原題:『コスメティックウォーズ』
監督:鈴木浩介
脚本:清水有生
撮影:唐沢悟
出演:大政絢/渡部豪太/奥菜恵/井上正大/柊子/松本若菜/尚玄/森岡豊/高岡早紀
2017年/日本
老舗化粧品会社のPRとしての作品について
主人公の24歳の三沢茜が課される冒頭の「訓練」とその後の実際の活動のギャップに不安を感じるものの、最後まで観るならば意外とよくまとまった物語だった。
2016年2月頃に、実在する老舗の化粧品会社「株式会社アルビオン」へ産業スパイとして新入社員を装い潜入した茜は厳しい研修を乗り切って半年後には銀座三越の販売員として好成績を上げ、9月には本社の商品開発部へ異動となるのであるが、彼女の昇進は同じ使命を帯びている峰岸百合恵のサポートが大いに貢献していた。
商品開発部には研究員の45歳の中野渡千香が勤めているのであるが、中野渡はかつて研修中に茜のメイクを貶した女性だった。しかしワークホリックだった中野渡は3年前に自分で運転していた交通事故で助手席に乗っていた高校生の娘の桃子を亡くし、実は桃子は茜と瓜二つだったのである。

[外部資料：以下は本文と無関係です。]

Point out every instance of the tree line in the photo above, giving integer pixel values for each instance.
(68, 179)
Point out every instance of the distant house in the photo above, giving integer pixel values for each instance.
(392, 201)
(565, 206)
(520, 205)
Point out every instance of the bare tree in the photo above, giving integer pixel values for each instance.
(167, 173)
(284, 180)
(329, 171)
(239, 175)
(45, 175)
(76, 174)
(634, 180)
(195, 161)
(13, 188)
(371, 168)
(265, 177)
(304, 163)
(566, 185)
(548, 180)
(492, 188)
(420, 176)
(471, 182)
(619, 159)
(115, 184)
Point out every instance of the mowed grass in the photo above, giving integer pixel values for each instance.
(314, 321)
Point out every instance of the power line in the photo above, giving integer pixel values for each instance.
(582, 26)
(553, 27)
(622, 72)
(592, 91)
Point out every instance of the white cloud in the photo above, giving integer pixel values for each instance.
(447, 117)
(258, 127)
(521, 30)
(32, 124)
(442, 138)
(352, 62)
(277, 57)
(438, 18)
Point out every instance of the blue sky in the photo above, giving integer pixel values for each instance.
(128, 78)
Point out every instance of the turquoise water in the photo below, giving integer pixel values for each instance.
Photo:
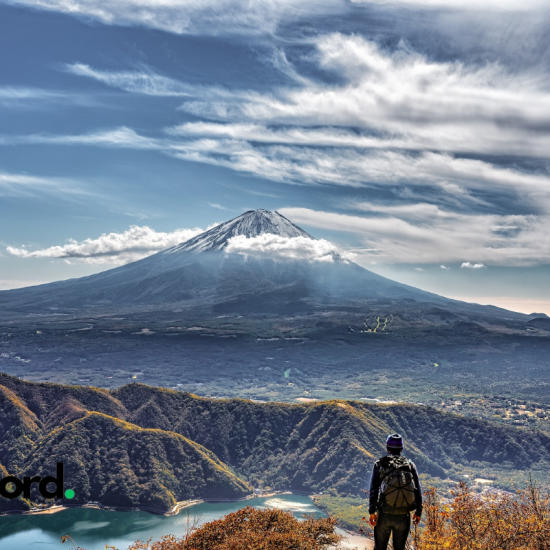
(93, 529)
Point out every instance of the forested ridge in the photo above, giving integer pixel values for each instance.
(150, 447)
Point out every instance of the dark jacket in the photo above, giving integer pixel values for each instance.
(375, 482)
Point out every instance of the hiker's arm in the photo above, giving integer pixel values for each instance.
(417, 492)
(374, 489)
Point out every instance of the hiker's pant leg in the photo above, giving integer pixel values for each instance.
(401, 526)
(382, 532)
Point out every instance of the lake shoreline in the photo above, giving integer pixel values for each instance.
(175, 510)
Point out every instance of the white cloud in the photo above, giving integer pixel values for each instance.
(119, 137)
(277, 247)
(112, 248)
(191, 16)
(143, 82)
(476, 5)
(243, 16)
(469, 265)
(401, 99)
(39, 98)
(26, 185)
(446, 238)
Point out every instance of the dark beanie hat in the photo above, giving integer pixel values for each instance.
(394, 441)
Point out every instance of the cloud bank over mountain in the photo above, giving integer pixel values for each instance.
(112, 248)
(413, 133)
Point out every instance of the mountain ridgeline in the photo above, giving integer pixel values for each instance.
(142, 446)
(201, 273)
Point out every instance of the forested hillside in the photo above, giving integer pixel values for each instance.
(150, 447)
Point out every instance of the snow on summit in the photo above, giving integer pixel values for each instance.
(250, 224)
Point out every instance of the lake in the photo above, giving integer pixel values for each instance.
(92, 529)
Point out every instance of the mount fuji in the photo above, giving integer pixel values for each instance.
(206, 272)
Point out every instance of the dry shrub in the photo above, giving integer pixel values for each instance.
(469, 521)
(253, 529)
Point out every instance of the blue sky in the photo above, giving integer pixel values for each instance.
(413, 134)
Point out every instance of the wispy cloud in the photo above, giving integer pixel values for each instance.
(118, 137)
(469, 265)
(447, 238)
(143, 82)
(112, 248)
(250, 17)
(26, 185)
(401, 99)
(277, 247)
(209, 17)
(39, 98)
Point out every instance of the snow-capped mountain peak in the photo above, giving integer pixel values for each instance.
(250, 224)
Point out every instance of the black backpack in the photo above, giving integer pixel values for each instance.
(396, 485)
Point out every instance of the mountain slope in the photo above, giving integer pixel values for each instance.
(168, 445)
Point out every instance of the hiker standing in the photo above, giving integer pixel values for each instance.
(394, 493)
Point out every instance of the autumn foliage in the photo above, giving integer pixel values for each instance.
(253, 529)
(473, 522)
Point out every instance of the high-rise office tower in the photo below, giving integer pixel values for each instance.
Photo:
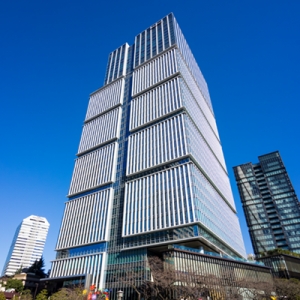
(27, 245)
(150, 170)
(270, 204)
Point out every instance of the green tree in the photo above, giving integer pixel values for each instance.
(38, 268)
(42, 295)
(2, 296)
(15, 284)
(19, 271)
(26, 295)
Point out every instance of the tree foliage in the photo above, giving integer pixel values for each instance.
(26, 295)
(37, 268)
(15, 284)
(68, 294)
(43, 295)
(166, 282)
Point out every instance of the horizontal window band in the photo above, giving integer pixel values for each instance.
(108, 84)
(174, 46)
(155, 85)
(158, 120)
(79, 154)
(102, 113)
(91, 190)
(104, 243)
(157, 168)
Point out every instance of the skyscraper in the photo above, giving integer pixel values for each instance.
(150, 170)
(270, 204)
(27, 245)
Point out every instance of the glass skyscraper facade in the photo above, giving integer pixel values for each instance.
(27, 245)
(270, 204)
(150, 170)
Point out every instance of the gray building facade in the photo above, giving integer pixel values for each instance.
(270, 204)
(150, 169)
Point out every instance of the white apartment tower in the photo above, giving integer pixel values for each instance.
(27, 245)
(150, 170)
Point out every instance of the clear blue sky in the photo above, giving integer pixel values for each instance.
(53, 54)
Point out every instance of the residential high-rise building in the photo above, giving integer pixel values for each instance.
(27, 245)
(150, 170)
(270, 204)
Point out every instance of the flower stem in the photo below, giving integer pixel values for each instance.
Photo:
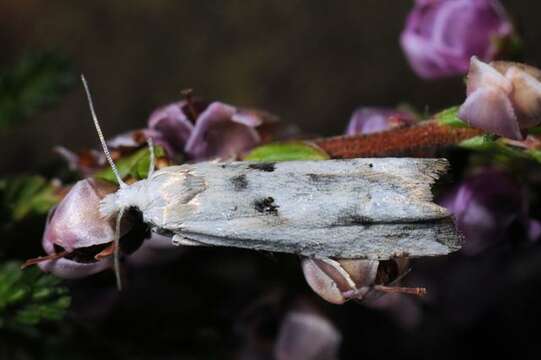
(417, 141)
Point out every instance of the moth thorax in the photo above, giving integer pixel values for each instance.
(134, 195)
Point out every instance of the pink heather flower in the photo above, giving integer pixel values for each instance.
(76, 224)
(441, 36)
(368, 120)
(490, 209)
(503, 98)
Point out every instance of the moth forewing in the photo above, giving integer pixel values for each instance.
(360, 208)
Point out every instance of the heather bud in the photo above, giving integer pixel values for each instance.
(76, 228)
(503, 98)
(490, 209)
(441, 36)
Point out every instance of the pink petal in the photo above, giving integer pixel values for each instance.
(173, 125)
(484, 75)
(76, 221)
(490, 109)
(526, 97)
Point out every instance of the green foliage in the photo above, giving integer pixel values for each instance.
(23, 196)
(499, 149)
(135, 165)
(37, 81)
(450, 117)
(287, 151)
(29, 297)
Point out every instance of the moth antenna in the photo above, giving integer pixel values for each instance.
(116, 244)
(100, 134)
(152, 157)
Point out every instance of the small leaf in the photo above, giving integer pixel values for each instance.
(287, 151)
(135, 165)
(39, 297)
(450, 117)
(534, 154)
(535, 130)
(22, 196)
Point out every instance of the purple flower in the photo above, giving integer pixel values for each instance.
(490, 209)
(306, 335)
(202, 131)
(368, 120)
(195, 130)
(441, 36)
(504, 98)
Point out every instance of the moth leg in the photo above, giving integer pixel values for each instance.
(179, 240)
(333, 279)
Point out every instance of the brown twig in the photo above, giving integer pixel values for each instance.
(400, 290)
(44, 258)
(418, 140)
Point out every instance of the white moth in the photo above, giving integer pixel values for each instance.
(374, 209)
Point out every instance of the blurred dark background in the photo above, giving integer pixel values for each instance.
(310, 62)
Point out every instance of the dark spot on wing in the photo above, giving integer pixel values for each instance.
(268, 167)
(240, 182)
(322, 179)
(353, 219)
(266, 206)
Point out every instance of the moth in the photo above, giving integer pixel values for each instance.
(371, 209)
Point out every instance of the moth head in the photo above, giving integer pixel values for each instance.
(124, 199)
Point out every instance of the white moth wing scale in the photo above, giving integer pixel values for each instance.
(359, 208)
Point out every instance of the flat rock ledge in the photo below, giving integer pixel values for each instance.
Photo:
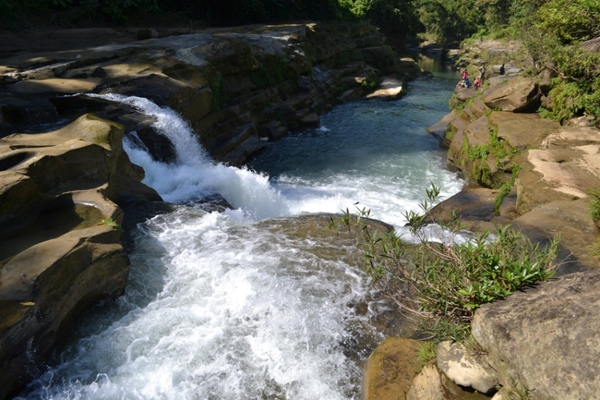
(465, 369)
(547, 337)
(60, 246)
(389, 89)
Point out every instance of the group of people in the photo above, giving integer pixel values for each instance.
(477, 83)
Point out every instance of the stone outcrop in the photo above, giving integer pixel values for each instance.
(389, 89)
(550, 167)
(60, 247)
(517, 95)
(542, 340)
(464, 369)
(391, 368)
(432, 384)
(547, 337)
(238, 89)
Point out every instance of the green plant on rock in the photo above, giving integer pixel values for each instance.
(505, 189)
(427, 353)
(445, 282)
(112, 223)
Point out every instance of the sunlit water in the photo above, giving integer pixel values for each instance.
(235, 305)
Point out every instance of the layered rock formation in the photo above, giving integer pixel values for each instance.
(536, 175)
(60, 247)
(530, 172)
(237, 89)
(62, 194)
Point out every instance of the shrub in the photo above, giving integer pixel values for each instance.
(446, 282)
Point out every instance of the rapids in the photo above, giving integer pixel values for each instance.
(251, 303)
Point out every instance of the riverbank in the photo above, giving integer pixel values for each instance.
(238, 89)
(538, 176)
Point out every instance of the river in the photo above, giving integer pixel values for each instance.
(237, 304)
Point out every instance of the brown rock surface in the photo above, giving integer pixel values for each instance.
(432, 384)
(522, 130)
(60, 246)
(547, 337)
(517, 95)
(464, 368)
(391, 368)
(389, 89)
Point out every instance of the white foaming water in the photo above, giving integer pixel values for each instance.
(194, 175)
(220, 307)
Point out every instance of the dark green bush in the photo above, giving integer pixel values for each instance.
(446, 282)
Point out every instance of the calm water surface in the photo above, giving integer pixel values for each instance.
(236, 305)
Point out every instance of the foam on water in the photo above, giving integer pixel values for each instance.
(219, 310)
(220, 307)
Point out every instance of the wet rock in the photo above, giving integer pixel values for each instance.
(439, 129)
(546, 337)
(389, 89)
(391, 368)
(545, 80)
(311, 119)
(473, 206)
(568, 220)
(351, 94)
(60, 240)
(518, 95)
(464, 369)
(522, 130)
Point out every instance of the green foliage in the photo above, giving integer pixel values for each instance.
(111, 222)
(478, 152)
(274, 70)
(449, 20)
(595, 204)
(427, 353)
(505, 189)
(448, 281)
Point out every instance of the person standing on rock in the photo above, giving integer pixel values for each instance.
(482, 73)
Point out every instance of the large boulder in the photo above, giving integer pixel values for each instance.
(521, 131)
(432, 384)
(464, 368)
(517, 95)
(547, 337)
(60, 240)
(391, 368)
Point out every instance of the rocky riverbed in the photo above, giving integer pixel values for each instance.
(535, 175)
(63, 193)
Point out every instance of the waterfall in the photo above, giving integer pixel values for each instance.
(194, 175)
(236, 305)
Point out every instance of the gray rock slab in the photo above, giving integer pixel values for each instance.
(547, 337)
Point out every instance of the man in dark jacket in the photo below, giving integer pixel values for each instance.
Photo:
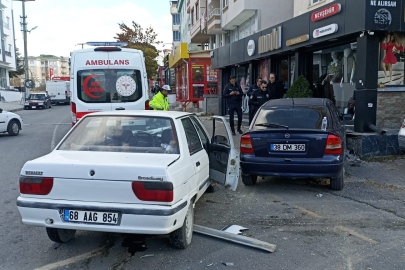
(250, 92)
(259, 97)
(233, 93)
(276, 88)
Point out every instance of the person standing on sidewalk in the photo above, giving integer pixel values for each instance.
(275, 87)
(159, 101)
(258, 98)
(250, 92)
(233, 93)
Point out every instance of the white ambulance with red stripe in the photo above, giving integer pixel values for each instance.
(107, 78)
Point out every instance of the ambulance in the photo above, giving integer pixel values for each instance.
(107, 77)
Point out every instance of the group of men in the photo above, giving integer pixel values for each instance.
(258, 94)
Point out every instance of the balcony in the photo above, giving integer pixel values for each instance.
(173, 9)
(214, 22)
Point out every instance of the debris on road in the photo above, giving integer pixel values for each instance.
(235, 229)
(148, 255)
(239, 239)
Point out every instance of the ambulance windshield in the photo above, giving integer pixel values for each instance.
(109, 85)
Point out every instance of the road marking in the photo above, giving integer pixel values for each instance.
(315, 215)
(358, 235)
(278, 198)
(71, 260)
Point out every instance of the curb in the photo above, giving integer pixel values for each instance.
(16, 110)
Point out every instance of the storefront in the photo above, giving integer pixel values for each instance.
(193, 75)
(341, 48)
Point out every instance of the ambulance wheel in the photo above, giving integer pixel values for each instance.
(60, 235)
(181, 238)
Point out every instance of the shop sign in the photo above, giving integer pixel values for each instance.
(297, 40)
(326, 30)
(270, 42)
(327, 12)
(383, 19)
(383, 3)
(251, 47)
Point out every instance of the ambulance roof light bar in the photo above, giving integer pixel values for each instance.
(121, 44)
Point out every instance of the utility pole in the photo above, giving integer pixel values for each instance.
(25, 51)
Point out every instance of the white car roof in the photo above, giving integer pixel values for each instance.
(168, 114)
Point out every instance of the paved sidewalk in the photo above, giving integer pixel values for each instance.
(14, 106)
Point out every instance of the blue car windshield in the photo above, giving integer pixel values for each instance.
(292, 117)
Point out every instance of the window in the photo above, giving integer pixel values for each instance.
(294, 117)
(99, 86)
(176, 19)
(139, 134)
(193, 141)
(201, 133)
(176, 36)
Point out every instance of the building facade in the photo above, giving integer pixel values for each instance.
(8, 58)
(175, 23)
(44, 67)
(344, 48)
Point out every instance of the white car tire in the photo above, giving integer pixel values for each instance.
(60, 235)
(181, 238)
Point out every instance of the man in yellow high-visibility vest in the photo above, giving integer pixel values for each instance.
(159, 101)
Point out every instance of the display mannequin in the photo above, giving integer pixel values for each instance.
(334, 72)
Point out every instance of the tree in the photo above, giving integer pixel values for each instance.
(20, 65)
(137, 36)
(300, 89)
(144, 40)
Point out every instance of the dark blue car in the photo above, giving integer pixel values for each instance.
(295, 138)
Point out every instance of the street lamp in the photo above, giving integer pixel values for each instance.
(24, 29)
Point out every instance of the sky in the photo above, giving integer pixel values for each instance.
(62, 24)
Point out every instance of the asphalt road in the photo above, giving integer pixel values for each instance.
(361, 227)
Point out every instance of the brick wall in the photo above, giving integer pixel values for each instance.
(390, 109)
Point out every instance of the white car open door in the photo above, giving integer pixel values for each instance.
(3, 121)
(224, 158)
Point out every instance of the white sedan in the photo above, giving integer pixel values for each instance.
(128, 172)
(10, 122)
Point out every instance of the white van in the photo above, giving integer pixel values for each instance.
(107, 78)
(59, 91)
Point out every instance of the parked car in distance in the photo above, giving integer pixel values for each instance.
(128, 172)
(38, 100)
(287, 138)
(10, 122)
(401, 137)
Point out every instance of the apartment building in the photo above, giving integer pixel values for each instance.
(175, 23)
(44, 67)
(8, 60)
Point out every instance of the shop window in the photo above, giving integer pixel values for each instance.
(334, 74)
(391, 61)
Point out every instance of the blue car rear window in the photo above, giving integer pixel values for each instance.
(293, 117)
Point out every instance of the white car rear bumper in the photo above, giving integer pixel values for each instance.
(137, 219)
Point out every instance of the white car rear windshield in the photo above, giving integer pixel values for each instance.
(109, 85)
(123, 134)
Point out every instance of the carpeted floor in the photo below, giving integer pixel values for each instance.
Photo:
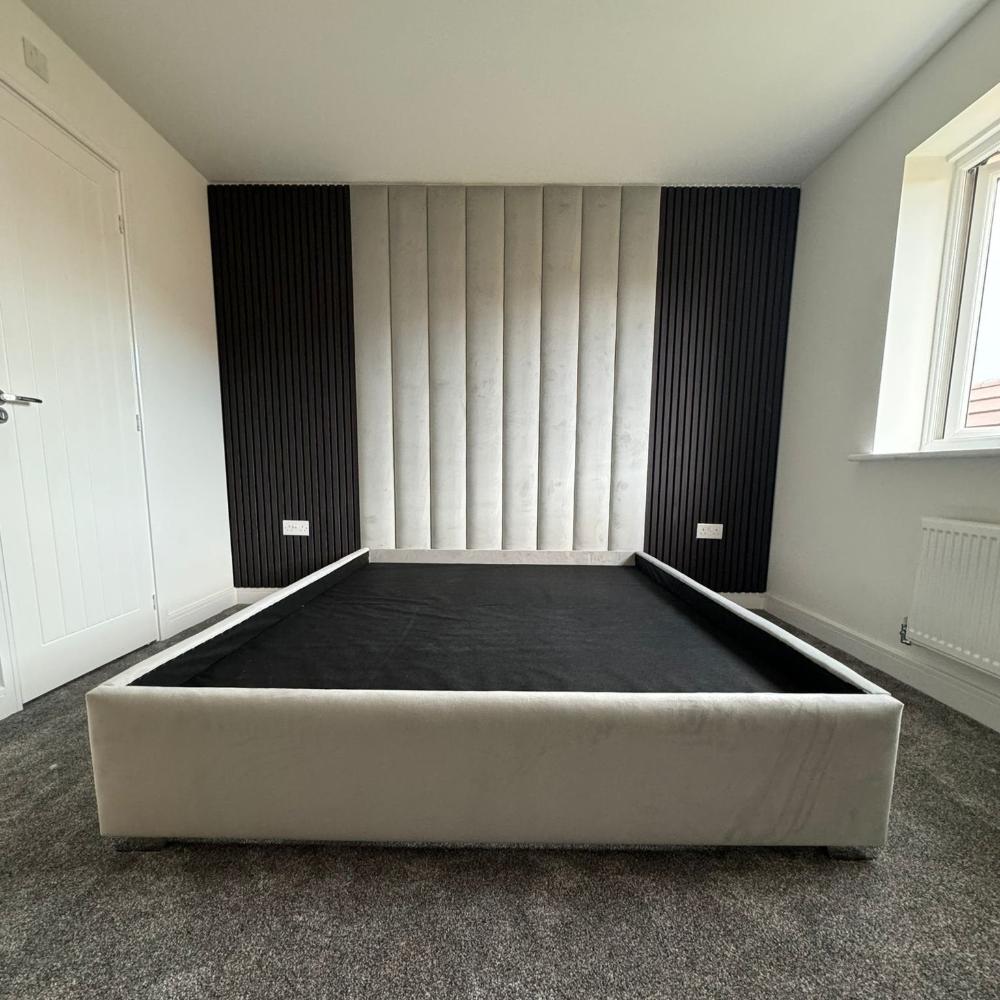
(202, 921)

データだけでは再現できないものを仮に「愛」とするならば、本作は愛の物語ではあるのだろうが、全く映画としての「グルーブ」を感じることはなく、テレビドラマのような感じである。しかしテレビドラマとして観るならば一年後の最後のオチも含めて悪くはないものの、高岡早紀の存在感に大政絢が霞んでしまっている。